L’exploitation du réseau ferroviaire français est difficile pour deux raisons principales. La première est l’extrême concentration des trafics en Ile de France tant par la desserte d’un territoire peuplé de 11 millions d’habitants dont 8 dans l’agglomération centrale que par le jacobinisme ferroviaire français.

La seconde est l’obsolescence générale du réseau, qui souffre de décennies de sous-investissement, impactant sa fiabilité et ses performances. Parallèlement, la hausse du trafic est considérable, oscillant selon les lignes entre 20 et 30% entre 2000 et 2015, selon la méthode d’évaluation actuelle (jusqu’à 5 minutes 59 secondes de retard). La pression du trafic dans une métropole aussi dense ne peut faire bon ménage avec un système ferroviaire fragile.

La photo en 2015

Le constat était rude : en 2015, chaque semaine, un francilien subissait en moyenne une augmentation de son temps nominal de déplacement d’environ 30% par rapport à l’horaire théorique.

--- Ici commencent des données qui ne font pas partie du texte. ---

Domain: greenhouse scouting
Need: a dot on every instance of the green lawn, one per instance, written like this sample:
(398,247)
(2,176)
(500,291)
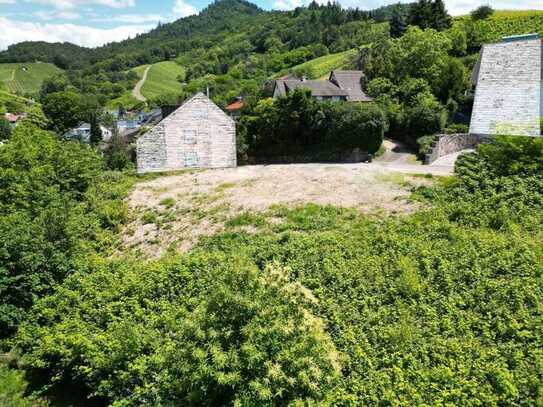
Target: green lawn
(162,78)
(321,66)
(13,103)
(126,100)
(25,78)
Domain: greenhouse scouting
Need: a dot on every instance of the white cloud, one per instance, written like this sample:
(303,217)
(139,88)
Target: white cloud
(183,9)
(57,15)
(71,4)
(455,7)
(12,32)
(132,18)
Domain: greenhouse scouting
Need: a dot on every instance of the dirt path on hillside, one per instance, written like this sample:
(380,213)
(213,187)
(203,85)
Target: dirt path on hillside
(136,92)
(177,210)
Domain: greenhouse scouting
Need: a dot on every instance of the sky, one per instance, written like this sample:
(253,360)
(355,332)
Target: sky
(95,22)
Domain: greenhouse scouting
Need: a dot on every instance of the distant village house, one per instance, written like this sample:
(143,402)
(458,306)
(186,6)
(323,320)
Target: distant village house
(340,86)
(198,134)
(82,133)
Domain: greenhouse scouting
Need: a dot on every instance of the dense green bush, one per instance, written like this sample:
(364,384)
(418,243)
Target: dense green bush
(50,215)
(321,304)
(514,155)
(203,330)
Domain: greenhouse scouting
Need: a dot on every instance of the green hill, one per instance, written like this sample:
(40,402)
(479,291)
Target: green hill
(13,103)
(25,78)
(162,78)
(503,23)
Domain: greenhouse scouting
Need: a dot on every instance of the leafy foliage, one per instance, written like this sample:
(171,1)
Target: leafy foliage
(299,125)
(202,330)
(50,216)
(481,12)
(440,307)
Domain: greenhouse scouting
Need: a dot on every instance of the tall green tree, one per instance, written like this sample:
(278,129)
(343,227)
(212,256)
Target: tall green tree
(398,23)
(429,14)
(63,110)
(96,132)
(441,20)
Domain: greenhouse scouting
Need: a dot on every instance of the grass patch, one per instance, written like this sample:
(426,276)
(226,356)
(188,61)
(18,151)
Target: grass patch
(26,78)
(149,217)
(168,202)
(318,67)
(225,185)
(163,77)
(247,219)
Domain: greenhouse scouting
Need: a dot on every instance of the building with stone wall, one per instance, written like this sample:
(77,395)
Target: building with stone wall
(196,135)
(508,88)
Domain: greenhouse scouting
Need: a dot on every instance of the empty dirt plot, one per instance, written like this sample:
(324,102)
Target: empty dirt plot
(174,211)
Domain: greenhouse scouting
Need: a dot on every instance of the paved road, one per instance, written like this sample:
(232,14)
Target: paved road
(136,92)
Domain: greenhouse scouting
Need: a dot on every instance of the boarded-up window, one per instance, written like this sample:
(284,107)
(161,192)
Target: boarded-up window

On ne compte plus les minutes x voyageurs perdues, et on peut estimer que chaque semaine, un francilien voit son temps de transport augmenter de 30% par rapport à la normale, c’est-à-dire par rapport à l’horaire. Il serait intéressant de chiffrer cet impact en points de PIB… tout comme l’efficacité des convocations symboliques des président(e)s de la RATP et de la SNCF, alors qu’à l’autre bout de la chaîne, combien de « discriminations » sur le marché du travail, liées au fait d’habiter sur une ligne à problèmes ?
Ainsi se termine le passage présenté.